Support is everything
Karima, Annick and Marie-Geneviève would like patients who receive this diagnosis to know that help is out there. A wealth of information on a variety of topics—like treatment, financial assistance, and how to talk to loved ones—can be found at mbctime.ca. Karima strongly urges new patients to find a support group as well. “Try to build a network,” she says. “I had a whole stack of informational booklets, but nothing replaces talking to someone who has gone through the same thing as you.”
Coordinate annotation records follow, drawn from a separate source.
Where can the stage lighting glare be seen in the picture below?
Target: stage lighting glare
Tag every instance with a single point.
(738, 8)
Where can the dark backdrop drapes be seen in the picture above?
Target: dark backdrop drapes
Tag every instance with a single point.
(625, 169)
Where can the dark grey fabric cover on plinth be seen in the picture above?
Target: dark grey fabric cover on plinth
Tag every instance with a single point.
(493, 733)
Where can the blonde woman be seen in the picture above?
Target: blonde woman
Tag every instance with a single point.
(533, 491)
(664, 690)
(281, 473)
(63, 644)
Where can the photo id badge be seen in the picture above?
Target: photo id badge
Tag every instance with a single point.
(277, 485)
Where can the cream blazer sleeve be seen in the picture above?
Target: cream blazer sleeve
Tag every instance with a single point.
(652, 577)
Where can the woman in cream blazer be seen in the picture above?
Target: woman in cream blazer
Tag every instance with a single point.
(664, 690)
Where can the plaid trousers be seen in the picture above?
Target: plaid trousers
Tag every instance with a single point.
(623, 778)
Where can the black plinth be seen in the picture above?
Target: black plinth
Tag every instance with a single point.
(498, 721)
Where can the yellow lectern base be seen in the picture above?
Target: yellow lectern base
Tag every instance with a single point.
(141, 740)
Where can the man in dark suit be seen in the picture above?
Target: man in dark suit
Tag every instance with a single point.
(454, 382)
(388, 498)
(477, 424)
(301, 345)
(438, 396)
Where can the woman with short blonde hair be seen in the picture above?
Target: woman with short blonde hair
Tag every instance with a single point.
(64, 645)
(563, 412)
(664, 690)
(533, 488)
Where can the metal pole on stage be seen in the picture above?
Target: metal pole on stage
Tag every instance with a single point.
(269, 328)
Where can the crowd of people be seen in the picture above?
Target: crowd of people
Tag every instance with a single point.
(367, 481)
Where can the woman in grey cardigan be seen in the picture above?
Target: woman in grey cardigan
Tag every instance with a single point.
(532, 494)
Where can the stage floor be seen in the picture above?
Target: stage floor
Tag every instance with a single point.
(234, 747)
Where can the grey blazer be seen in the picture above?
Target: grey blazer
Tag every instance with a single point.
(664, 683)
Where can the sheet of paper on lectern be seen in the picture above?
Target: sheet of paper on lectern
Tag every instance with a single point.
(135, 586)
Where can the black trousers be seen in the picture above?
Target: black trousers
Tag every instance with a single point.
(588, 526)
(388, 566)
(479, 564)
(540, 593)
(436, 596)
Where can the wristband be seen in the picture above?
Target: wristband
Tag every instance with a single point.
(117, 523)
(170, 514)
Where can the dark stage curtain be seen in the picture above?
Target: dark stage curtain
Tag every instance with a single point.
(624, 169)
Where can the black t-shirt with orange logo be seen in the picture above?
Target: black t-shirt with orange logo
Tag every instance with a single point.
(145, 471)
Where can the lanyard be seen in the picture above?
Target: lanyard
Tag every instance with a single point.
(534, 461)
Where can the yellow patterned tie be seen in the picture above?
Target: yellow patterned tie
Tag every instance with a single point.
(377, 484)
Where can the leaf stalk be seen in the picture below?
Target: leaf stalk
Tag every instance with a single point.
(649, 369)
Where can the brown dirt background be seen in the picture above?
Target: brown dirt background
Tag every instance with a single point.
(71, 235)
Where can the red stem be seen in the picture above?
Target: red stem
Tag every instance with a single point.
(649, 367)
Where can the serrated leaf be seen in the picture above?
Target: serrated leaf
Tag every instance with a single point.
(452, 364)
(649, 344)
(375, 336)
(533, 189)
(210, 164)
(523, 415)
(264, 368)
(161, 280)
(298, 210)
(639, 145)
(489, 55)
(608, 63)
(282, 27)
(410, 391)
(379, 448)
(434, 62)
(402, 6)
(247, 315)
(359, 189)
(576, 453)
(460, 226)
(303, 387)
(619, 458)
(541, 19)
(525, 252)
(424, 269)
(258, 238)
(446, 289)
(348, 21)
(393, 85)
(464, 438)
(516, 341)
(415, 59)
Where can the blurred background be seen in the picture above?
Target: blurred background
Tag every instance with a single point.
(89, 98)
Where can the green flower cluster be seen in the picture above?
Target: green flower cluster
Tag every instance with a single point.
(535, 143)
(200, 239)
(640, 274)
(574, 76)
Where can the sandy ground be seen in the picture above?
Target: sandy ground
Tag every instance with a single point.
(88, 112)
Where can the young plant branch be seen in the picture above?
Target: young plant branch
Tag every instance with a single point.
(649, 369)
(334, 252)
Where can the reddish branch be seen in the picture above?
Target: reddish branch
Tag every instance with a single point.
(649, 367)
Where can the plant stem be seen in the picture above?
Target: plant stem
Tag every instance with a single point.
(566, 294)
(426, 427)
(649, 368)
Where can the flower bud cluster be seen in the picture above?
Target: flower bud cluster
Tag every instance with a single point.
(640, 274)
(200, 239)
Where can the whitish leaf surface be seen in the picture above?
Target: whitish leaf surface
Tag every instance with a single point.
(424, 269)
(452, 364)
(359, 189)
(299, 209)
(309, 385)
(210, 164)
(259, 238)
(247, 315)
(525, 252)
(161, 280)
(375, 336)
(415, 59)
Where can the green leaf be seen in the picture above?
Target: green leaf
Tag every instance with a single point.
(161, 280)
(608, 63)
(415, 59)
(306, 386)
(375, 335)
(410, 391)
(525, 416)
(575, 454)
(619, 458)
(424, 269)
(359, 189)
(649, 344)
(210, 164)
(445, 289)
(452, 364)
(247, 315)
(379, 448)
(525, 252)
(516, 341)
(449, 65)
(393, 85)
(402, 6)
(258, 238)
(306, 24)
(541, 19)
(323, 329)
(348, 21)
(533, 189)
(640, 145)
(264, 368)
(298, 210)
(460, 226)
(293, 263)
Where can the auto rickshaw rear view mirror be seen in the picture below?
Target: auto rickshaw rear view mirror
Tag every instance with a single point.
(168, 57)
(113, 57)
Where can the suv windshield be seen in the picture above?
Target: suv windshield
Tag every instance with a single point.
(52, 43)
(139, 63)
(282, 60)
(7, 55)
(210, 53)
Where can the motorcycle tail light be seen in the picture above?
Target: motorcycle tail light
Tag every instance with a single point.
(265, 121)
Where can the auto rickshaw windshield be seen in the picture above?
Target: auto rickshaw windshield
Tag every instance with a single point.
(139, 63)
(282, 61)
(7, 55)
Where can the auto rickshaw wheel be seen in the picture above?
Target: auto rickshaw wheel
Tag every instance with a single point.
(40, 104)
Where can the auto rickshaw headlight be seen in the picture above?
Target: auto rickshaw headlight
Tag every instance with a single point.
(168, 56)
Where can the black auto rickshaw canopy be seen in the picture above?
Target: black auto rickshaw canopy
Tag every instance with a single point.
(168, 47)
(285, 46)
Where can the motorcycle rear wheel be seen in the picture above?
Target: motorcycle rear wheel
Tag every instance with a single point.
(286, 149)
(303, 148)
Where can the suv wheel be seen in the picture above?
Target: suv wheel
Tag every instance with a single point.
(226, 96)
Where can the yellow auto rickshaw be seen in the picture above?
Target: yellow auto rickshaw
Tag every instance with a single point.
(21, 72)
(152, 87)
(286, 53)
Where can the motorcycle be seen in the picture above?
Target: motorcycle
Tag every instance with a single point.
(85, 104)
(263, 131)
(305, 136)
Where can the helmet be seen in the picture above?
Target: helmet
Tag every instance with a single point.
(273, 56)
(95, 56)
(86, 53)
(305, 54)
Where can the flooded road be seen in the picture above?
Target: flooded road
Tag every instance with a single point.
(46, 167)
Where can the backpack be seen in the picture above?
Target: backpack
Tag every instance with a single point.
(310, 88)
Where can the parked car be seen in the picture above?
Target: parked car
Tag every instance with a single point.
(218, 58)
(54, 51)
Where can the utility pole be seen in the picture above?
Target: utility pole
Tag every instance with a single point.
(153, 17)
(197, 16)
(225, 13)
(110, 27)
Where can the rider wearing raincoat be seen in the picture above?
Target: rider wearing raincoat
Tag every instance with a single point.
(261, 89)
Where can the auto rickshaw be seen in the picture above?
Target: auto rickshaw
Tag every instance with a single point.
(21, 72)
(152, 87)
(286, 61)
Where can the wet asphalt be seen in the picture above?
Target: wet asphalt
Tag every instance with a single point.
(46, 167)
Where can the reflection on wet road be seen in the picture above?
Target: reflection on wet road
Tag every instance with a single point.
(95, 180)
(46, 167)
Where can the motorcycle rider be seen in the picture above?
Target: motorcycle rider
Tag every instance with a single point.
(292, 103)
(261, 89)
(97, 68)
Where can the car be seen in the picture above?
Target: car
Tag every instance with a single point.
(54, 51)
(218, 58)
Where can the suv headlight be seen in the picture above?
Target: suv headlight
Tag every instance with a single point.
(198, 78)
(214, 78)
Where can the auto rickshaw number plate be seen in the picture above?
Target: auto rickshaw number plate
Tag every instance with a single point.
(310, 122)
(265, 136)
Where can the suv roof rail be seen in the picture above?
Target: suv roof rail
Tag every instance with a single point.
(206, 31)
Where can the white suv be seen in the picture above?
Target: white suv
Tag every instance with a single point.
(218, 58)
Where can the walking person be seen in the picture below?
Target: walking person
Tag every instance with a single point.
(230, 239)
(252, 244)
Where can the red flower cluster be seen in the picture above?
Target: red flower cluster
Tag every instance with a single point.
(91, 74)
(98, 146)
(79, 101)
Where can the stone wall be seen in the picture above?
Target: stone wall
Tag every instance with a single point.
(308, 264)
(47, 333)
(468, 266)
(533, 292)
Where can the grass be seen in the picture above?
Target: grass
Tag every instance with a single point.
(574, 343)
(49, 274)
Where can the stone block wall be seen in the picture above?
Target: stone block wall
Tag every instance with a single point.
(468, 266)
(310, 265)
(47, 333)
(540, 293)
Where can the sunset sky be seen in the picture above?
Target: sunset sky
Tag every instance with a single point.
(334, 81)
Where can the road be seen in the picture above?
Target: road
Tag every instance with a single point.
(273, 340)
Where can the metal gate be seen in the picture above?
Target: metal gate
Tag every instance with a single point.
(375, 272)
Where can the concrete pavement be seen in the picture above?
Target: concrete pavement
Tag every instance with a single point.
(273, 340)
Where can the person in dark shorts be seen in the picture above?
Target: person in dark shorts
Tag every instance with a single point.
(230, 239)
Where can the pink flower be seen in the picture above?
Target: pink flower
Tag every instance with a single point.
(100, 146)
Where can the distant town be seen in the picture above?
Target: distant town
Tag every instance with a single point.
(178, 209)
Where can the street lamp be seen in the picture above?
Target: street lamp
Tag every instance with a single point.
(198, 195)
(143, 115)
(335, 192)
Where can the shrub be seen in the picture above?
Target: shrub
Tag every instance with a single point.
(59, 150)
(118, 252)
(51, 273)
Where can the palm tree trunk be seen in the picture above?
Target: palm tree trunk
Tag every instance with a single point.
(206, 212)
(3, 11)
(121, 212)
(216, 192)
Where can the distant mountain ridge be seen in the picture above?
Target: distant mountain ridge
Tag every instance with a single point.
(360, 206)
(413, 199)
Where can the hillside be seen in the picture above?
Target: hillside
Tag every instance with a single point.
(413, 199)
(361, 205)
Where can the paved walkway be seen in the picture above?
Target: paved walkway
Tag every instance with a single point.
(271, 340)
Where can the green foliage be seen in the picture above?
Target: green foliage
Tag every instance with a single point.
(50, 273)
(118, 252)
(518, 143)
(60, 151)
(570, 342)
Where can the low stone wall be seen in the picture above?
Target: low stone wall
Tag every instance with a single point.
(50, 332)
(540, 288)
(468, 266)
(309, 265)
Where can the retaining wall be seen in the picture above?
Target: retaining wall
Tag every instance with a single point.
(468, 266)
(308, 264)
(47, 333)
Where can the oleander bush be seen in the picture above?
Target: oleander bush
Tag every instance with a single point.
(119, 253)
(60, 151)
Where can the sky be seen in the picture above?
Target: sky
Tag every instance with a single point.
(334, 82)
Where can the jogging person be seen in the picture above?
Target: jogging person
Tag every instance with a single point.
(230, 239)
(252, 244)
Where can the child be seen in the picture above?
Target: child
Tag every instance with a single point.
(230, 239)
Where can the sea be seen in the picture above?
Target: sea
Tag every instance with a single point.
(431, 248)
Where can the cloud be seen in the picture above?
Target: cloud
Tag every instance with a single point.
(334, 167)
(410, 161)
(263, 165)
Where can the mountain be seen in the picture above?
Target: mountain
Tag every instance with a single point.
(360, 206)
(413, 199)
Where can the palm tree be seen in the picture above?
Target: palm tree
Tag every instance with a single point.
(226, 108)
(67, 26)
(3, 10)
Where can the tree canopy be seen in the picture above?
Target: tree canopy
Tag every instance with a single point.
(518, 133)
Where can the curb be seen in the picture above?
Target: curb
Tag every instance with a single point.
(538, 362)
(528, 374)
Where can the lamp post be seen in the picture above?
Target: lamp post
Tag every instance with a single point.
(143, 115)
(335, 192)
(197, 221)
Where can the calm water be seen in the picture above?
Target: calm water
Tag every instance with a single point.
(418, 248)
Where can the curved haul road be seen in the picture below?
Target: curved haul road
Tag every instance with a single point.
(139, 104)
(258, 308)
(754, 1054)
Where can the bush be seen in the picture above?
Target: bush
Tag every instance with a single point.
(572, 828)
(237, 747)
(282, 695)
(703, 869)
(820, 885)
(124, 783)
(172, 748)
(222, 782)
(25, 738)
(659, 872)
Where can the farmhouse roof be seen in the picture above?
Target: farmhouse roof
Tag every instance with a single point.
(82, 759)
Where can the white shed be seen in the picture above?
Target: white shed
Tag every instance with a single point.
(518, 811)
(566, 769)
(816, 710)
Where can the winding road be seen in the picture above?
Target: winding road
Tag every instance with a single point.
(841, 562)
There are mBC breakthroughs, but more research is needed
All three women are realists, but they’re also hopeful, thanks to medical breakthroughs over the past decade. “It’s important for patients to know that the landscape for mBC has changed, and that there are treatments out there that can help improve outcomes for patients living with the disease,” says Dr. Mita Manna, medical oncologist at the Saskatoon Cancer Centre and the Provincial Disease Site Chair Lead for Breast Malignancies. Examples include targeted drug therapy that can be taken orally at home, precision medicine that allows treatment to be tailored to individual patients, immunotherapy and improvements in imaging technology like MRIs and CT scans, which allow for earlier detection.
But recognition and research go hand in hand, so it’s crucial to make sure mBC is part of the breast cancer narrative. Says Dr. Manna: “Things have really come a long way, but I think it’s essential to have those conversations and bring awareness to the community.”